Milka’s Fir Tip Wellness Syrup
This syrup is a rendition of one that was made annually by my Baka (grandmother in Serbo-Croatian) Milka. Conifers send the bright green tips out in the spring as a sign of new growth. These tips are very high in Vitamin C and are known to help ease respiratory ailments, coughs and colds. I have such vivid memories of Baka and my aunts at my Aunt Andjela’s farm in Quebec gathering spring fir tips from a huge, majestic fir tree my aunt had named “Mihailo.” They mixed the harvest of fir tips with brown sugar, lemons and water and boiled them down into thick syrup. They would make this syrup by the gallon and distribute to family and friends. It became part of my daily ritual as a child to take a spoonful of this wellness syrup daily or more when we got sick. It tasted fresh like the forest, coated my throat and soothed my cough. My syrup is an ode to Baka’s syrup, but is a quicker version made with honey instead of sugar. I like to take this invigorating wellness syrup daily as a preventative and it makes me think of Baka. It tastes green and coniferous and feels like an embodiment of new life. This recipe works for fir and spruce tips and can also be made year round from pine, spruce or fir needles (see Note).
Yield: 2.5 cups
1 cup (20 g) fresh fir or spruce tips
1.5 cups (360 ml) water
1 cup (340 g) raw honey
¼ cup (60 ml) fresh lemon juice (1 large lemon)

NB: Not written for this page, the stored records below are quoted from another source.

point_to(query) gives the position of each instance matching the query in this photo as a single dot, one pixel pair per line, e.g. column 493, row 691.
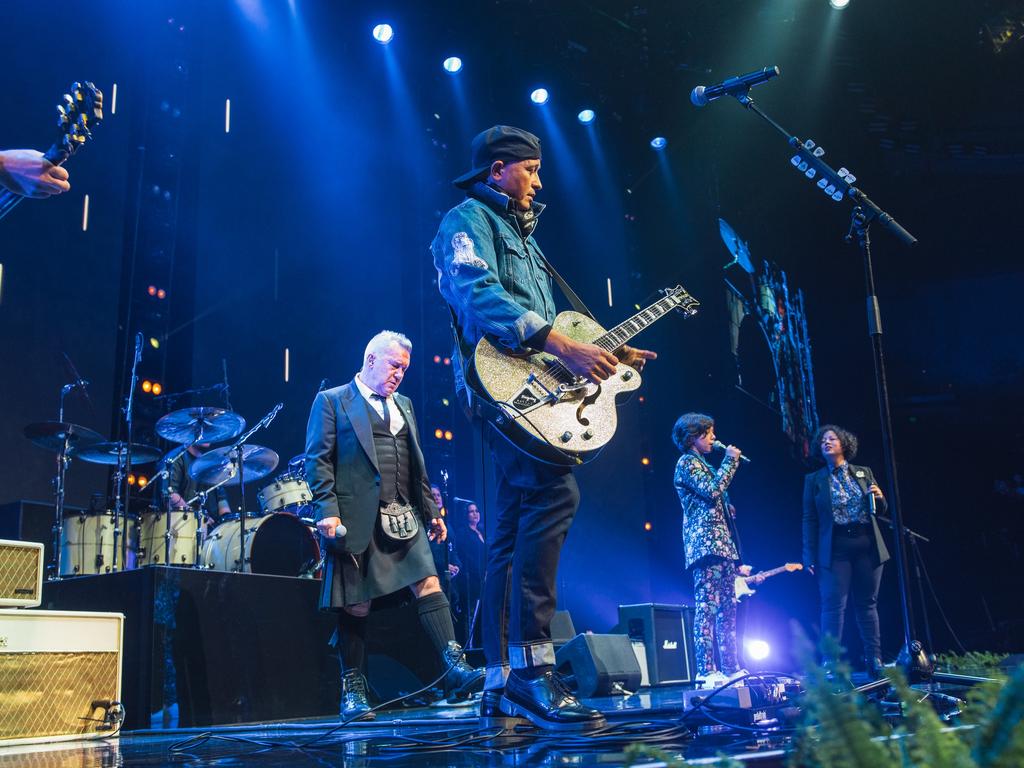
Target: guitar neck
column 633, row 326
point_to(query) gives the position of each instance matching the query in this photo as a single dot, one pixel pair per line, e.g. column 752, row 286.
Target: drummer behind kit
column 280, row 541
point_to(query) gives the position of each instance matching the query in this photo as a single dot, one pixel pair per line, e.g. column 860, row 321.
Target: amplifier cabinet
column 59, row 675
column 20, row 573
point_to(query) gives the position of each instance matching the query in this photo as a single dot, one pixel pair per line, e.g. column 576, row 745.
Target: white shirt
column 397, row 420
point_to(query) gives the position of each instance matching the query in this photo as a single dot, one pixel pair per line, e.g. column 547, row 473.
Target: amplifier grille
column 51, row 694
column 18, row 578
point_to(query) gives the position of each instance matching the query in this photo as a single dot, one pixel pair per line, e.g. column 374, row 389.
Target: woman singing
column 842, row 543
column 711, row 545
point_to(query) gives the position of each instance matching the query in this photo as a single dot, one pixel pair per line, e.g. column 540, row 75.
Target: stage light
column 758, row 650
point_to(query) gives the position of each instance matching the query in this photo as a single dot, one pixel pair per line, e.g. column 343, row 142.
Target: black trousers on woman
column 852, row 572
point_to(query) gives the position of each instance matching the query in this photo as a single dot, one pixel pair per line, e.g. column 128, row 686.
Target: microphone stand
column 916, row 663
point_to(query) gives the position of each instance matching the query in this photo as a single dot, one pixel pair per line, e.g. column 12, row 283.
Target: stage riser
column 211, row 648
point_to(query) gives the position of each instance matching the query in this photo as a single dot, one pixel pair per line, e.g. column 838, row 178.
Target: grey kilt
column 384, row 567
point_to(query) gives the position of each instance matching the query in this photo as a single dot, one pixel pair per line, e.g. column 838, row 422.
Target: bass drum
column 275, row 545
column 87, row 544
column 152, row 549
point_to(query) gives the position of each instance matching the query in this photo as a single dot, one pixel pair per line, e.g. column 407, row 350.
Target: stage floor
column 412, row 737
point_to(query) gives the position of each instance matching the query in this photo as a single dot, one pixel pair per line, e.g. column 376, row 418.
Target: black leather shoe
column 462, row 680
column 353, row 697
column 548, row 704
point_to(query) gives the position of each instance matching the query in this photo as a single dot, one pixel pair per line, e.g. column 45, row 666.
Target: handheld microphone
column 740, row 84
column 721, row 446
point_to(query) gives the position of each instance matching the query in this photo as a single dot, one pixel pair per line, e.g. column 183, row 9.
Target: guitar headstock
column 77, row 114
column 681, row 300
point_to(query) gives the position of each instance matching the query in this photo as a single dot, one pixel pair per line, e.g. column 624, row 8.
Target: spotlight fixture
column 758, row 650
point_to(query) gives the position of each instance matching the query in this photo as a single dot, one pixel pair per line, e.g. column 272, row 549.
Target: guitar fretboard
column 633, row 326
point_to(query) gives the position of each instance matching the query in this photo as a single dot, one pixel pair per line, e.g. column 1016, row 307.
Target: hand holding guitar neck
column 730, row 451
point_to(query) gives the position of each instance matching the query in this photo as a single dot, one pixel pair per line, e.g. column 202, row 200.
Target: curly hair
column 688, row 428
column 847, row 440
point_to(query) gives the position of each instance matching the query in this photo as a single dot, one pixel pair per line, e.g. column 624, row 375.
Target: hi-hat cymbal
column 51, row 434
column 217, row 466
column 111, row 453
column 739, row 250
column 201, row 424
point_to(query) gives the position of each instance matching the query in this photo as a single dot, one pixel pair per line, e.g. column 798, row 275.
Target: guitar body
column 543, row 412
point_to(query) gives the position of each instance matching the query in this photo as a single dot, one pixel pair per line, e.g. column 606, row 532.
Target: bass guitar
column 77, row 114
column 548, row 412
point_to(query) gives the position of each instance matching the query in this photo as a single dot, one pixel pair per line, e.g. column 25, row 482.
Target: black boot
column 462, row 680
column 548, row 704
column 353, row 696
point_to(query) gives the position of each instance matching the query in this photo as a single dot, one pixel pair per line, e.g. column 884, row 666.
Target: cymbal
column 216, row 466
column 110, row 453
column 50, row 435
column 739, row 250
column 201, row 424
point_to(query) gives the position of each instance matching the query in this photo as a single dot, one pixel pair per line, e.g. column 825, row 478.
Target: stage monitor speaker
column 20, row 573
column 600, row 665
column 59, row 675
column 561, row 629
column 663, row 640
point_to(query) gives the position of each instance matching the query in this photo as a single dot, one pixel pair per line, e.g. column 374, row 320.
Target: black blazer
column 342, row 469
column 818, row 517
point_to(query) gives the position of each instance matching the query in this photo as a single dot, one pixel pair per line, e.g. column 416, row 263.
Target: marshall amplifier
column 20, row 573
column 59, row 675
column 663, row 641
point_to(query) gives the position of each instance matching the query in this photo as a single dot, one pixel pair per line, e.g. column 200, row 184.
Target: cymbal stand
column 124, row 465
column 239, row 452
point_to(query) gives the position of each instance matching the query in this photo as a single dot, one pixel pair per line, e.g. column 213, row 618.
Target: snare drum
column 87, row 544
column 276, row 545
column 183, row 526
column 290, row 493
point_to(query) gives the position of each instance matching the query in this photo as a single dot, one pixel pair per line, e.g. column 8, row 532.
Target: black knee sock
column 351, row 641
column 435, row 615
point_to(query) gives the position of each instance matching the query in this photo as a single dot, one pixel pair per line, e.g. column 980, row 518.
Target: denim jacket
column 493, row 278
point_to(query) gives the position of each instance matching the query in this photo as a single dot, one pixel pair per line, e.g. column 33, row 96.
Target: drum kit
column 280, row 540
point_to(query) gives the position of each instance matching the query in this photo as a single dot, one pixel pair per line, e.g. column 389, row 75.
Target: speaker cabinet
column 20, row 573
column 601, row 665
column 663, row 638
column 59, row 675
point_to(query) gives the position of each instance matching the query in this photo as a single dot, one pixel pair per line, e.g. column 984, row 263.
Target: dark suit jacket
column 342, row 470
column 818, row 516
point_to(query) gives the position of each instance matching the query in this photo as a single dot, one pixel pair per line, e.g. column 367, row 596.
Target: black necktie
column 387, row 413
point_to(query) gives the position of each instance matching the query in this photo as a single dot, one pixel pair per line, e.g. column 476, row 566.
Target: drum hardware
column 235, row 459
column 65, row 439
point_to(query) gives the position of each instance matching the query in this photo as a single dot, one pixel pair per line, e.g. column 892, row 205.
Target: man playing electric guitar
column 498, row 284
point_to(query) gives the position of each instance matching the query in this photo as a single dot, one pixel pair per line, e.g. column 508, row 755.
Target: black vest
column 392, row 457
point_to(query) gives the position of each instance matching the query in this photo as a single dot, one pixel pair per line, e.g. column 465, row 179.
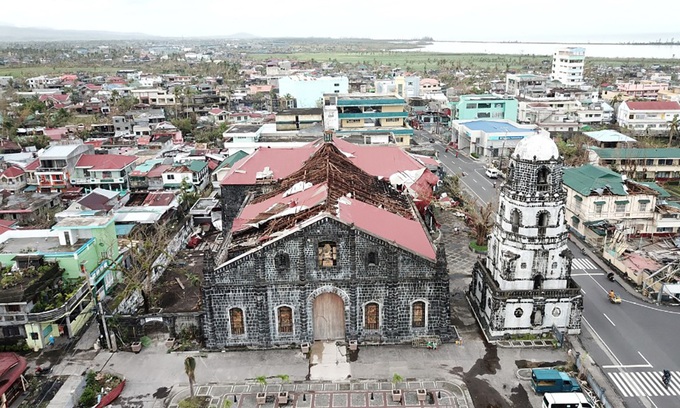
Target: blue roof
column 494, row 126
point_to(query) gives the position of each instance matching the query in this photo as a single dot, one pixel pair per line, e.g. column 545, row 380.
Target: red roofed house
column 13, row 179
column 323, row 249
column 107, row 171
column 12, row 367
column 650, row 117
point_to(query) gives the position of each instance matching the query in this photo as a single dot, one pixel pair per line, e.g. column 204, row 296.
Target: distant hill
column 18, row 34
column 13, row 34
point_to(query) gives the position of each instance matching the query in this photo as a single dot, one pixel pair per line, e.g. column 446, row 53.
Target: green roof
column 662, row 193
column 638, row 153
column 197, row 165
column 587, row 179
column 231, row 160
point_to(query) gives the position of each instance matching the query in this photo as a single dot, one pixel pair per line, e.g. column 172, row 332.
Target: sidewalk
column 330, row 394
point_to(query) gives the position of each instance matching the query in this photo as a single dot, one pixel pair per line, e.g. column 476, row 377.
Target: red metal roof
column 653, row 105
column 13, row 171
column 406, row 233
column 105, row 161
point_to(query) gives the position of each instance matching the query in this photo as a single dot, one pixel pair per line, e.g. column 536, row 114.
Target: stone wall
column 255, row 283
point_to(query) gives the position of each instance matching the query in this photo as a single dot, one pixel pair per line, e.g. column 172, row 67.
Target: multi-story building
column 598, row 197
column 51, row 297
column 525, row 85
column 491, row 138
column 367, row 114
column 486, row 107
column 647, row 117
column 568, row 66
column 309, row 91
column 641, row 89
column 107, row 171
column 659, row 164
column 524, row 284
column 57, row 164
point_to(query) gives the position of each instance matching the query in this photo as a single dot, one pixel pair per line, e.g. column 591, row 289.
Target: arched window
column 372, row 258
column 236, row 321
column 285, row 318
column 372, row 316
column 542, row 223
column 516, row 220
column 418, row 314
column 542, row 179
column 328, row 254
column 281, row 261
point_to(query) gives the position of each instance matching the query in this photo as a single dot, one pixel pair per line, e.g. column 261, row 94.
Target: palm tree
column 190, row 368
column 673, row 129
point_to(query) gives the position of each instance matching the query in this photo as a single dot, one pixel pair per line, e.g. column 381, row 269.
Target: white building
column 568, row 66
column 647, row 117
column 308, row 91
column 524, row 284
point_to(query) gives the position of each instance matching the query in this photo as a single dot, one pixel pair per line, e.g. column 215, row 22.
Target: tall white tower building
column 524, row 284
column 568, row 66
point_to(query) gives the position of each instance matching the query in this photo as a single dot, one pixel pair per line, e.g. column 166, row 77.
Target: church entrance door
column 329, row 317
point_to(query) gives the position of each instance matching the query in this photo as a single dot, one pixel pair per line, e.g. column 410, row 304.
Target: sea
column 602, row 50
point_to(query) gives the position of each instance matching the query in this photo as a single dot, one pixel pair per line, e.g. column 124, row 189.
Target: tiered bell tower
column 524, row 284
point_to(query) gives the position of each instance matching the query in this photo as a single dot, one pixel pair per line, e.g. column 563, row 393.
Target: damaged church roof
column 330, row 184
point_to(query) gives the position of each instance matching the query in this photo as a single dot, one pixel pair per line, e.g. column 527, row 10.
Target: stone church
column 327, row 252
column 524, row 284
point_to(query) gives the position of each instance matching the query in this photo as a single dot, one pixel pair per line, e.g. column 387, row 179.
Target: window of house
column 418, row 314
column 372, row 258
column 236, row 320
column 285, row 319
column 281, row 261
column 372, row 316
column 515, row 220
column 327, row 254
column 13, row 308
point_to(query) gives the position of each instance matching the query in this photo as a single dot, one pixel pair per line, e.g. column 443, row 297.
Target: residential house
column 660, row 164
column 57, row 164
column 609, row 139
column 599, row 200
column 29, row 209
column 491, row 138
column 13, row 178
column 568, row 64
column 296, row 119
column 195, row 173
column 525, row 85
column 486, row 107
column 309, row 91
column 650, row 117
column 108, row 171
column 648, row 90
column 72, row 251
column 367, row 114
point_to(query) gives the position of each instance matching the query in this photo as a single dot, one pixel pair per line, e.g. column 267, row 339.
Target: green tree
column 190, row 370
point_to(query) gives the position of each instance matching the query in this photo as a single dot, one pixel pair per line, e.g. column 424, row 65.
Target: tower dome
column 536, row 147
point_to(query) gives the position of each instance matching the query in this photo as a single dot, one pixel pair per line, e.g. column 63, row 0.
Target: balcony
column 63, row 310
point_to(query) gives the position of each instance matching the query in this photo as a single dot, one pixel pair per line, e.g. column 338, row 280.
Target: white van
column 492, row 172
column 566, row 400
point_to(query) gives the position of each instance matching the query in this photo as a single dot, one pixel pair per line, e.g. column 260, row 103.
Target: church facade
column 330, row 252
column 524, row 283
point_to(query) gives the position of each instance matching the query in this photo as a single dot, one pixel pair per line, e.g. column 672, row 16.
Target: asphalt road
column 633, row 342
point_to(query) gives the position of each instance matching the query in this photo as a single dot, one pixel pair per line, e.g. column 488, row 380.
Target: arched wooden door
column 329, row 317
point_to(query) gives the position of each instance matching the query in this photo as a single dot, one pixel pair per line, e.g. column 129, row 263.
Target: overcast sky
column 535, row 20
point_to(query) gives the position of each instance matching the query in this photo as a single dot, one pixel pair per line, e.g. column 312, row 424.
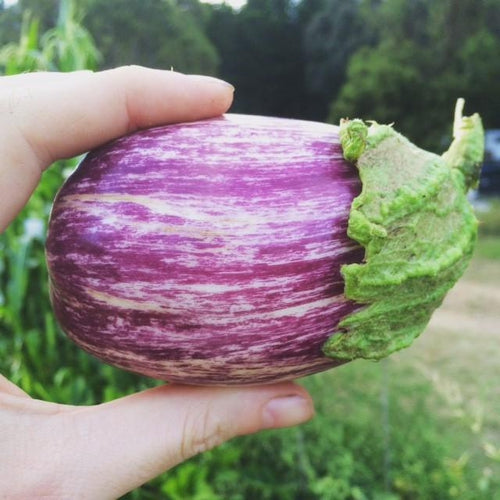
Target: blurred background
column 423, row 424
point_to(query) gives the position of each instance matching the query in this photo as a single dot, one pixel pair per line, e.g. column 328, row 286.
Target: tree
column 331, row 35
column 261, row 54
column 154, row 33
column 429, row 54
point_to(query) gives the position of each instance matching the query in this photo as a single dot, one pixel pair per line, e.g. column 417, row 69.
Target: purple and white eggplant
column 218, row 252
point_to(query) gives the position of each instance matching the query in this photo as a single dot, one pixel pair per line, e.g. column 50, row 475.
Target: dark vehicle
column 489, row 183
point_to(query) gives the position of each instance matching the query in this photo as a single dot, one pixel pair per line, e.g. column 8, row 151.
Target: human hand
column 61, row 451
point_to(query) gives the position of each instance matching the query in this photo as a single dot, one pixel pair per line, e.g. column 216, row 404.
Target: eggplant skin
column 207, row 252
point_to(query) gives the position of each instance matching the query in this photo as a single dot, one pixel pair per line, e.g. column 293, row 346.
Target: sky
column 234, row 3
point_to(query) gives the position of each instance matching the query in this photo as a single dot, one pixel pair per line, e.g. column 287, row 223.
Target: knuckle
column 203, row 430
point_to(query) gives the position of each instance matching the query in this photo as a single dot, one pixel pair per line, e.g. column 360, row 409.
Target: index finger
column 46, row 117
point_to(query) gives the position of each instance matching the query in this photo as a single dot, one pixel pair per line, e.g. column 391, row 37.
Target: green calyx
column 417, row 228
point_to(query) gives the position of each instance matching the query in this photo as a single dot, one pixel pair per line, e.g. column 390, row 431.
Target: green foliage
column 377, row 434
column 428, row 54
column 152, row 33
column 261, row 55
column 332, row 33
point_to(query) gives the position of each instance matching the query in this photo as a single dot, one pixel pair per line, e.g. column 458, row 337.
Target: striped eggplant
column 245, row 250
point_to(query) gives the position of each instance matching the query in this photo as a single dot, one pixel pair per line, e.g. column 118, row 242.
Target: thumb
column 131, row 440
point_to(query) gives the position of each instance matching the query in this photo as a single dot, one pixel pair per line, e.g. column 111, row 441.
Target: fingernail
column 212, row 79
column 286, row 411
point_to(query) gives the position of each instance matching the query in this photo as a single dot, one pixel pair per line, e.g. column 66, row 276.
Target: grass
column 423, row 424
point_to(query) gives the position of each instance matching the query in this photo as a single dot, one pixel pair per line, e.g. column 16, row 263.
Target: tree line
column 401, row 61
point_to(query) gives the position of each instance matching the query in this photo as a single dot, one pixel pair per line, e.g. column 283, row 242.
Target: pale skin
column 50, row 450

Respectfully harvest fresh fir or spruce tips. Rinse gently and let them air dry. In a small pot, combine tips and water. Bring to a boil and then turn off heat. Cover with lid and let the mixture infuse for at least eight hours or overnight. With a fine mesh strainer, strain tips from infused water. Combine infused water and honey in a spouted measuring cup. Add lemon juice. Stir well until honey and liquid combine. Pour into a glass jar with lid. Store in the refrigerator for up to a month.
Take 1 to 2 teaspoons of syrup daily or more frequently to help with cough, cold or respiratory ailment. You can also mix syrup as desired into hot water to make tea. It is also delicious mixed into seltzer or cocktails.
This recipe can also be made year round from fir needles, spruce needles or pine needles, not just tips. The flavor will be more resinous and “piney,” but still delicious and medicinal. For needles instead of tips, I recommend infusing for an hour instead of overnight as the taste is much stronger.